Algeria's constitution stipulates that the speaker of the upper house of parliament, Abdelkader Bensalah, 77, should take the presidential reins for up to 90 days, during which a presidential election must be organised.
Khaled Drareni, an Algerian journalist and the founder of the Casbah Tribune, said he believed Bouteflika wanted to die as president.
"As soon as he came to power in 1999 his goal was to take revenge on those who prevented him becoming president in 1978, after the death of (President Houari) Boumédiène and so for him it was necessary to stay in power the maximum amount of time and he succeeded because he broke the record of all the former presidents with 20 years in power," Mr Drareni told Sputnik.
Algerians took to the streets again on Friday, 5 April, in a continued push for sweeping reform and targeted what they dub the "3B" — Bensalah, Prime Minister Noureddine Bedoui and head of the constitution council Tayeb Belaiz.
Mr Drareni said the Algerian Army really runs the country.
"Now they are looking for the best scenario to be able to ensure an acceptable transition, but for the moment Algerians are reluctant to a constitutional succession because it would make the president of the Senate (Bensalah) the acting president, and he is a very unpopular man, so for the moment there are a lot of questions and a big wait," Mr Drareni told Sputnik.

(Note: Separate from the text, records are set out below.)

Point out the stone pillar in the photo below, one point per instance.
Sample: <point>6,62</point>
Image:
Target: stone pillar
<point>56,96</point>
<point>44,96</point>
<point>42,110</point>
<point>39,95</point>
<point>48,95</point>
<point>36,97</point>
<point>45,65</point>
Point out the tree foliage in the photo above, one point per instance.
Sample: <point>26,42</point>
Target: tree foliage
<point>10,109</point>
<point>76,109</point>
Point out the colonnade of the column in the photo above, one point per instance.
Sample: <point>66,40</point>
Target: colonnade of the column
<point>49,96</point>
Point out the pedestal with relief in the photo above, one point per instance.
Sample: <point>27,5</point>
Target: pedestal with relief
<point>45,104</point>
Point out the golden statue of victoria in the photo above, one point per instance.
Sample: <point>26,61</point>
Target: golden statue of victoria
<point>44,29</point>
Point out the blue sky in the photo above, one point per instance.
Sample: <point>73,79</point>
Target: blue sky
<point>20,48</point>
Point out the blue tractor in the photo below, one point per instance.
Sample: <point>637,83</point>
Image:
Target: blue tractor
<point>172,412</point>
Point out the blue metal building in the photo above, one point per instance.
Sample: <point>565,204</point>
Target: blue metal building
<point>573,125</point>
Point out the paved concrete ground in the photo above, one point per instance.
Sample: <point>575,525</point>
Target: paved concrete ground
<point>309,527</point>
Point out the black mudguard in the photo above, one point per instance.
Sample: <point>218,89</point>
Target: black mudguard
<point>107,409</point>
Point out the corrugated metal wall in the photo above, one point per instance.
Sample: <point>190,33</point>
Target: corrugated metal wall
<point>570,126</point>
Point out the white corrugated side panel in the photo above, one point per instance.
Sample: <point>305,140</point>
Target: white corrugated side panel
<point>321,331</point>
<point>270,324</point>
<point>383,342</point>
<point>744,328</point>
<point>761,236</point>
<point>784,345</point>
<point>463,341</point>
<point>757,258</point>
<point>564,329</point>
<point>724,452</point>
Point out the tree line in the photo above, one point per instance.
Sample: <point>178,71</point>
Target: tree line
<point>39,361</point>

The protesters want Bensalah, Bedoui and Belaiz to follow Bouteflika's lead and resign.
They also want transitional institutions to be set up to implement reforms and guarantee free elections.
The popular discontent in Algeria is being compared by many to the Arab Spring, which began in 2011 and led to the downfall of the long-time leaders of Tunisia, Egypt and Libya and to the Syrian civil war.
There are also ongoing protests in Sudan, where demonstrators are demanding the ousting of President Omar al-Bashir, who has been in power since 1989.
While the situation in Tunisia is relatively peaceful and Egypt is now ruled by a former army general, President Abdel Fattah el-Sisi, Libya has slid into chaos with rival militias and tribes taking over different parts of the country and thousands of Europe-bound migrants falling into the hands of people traffickers along the coast.
The Algerian civil war — which lasted from 1991 to 2002 — saw the death of 100,000 people, mainly at the hands of Islamic extremists from the Islamic Salvation Front (FIS).
Mr Drareni said Islamists remained part of the political landscape in Algeria but a moderate Islamist political party struggled at the most recent elections.
"Algeria would not want to take the risk of returning to violence and insecurity and that's why the Arab Spring was not popular in Algeria. What is happening now is an unprecedented, historic, popular movement that has to go all the way to the end…Algerians want to take charge of their destiny without falling into the mistakes of our neighbours," Mr Drareni told Sputnik.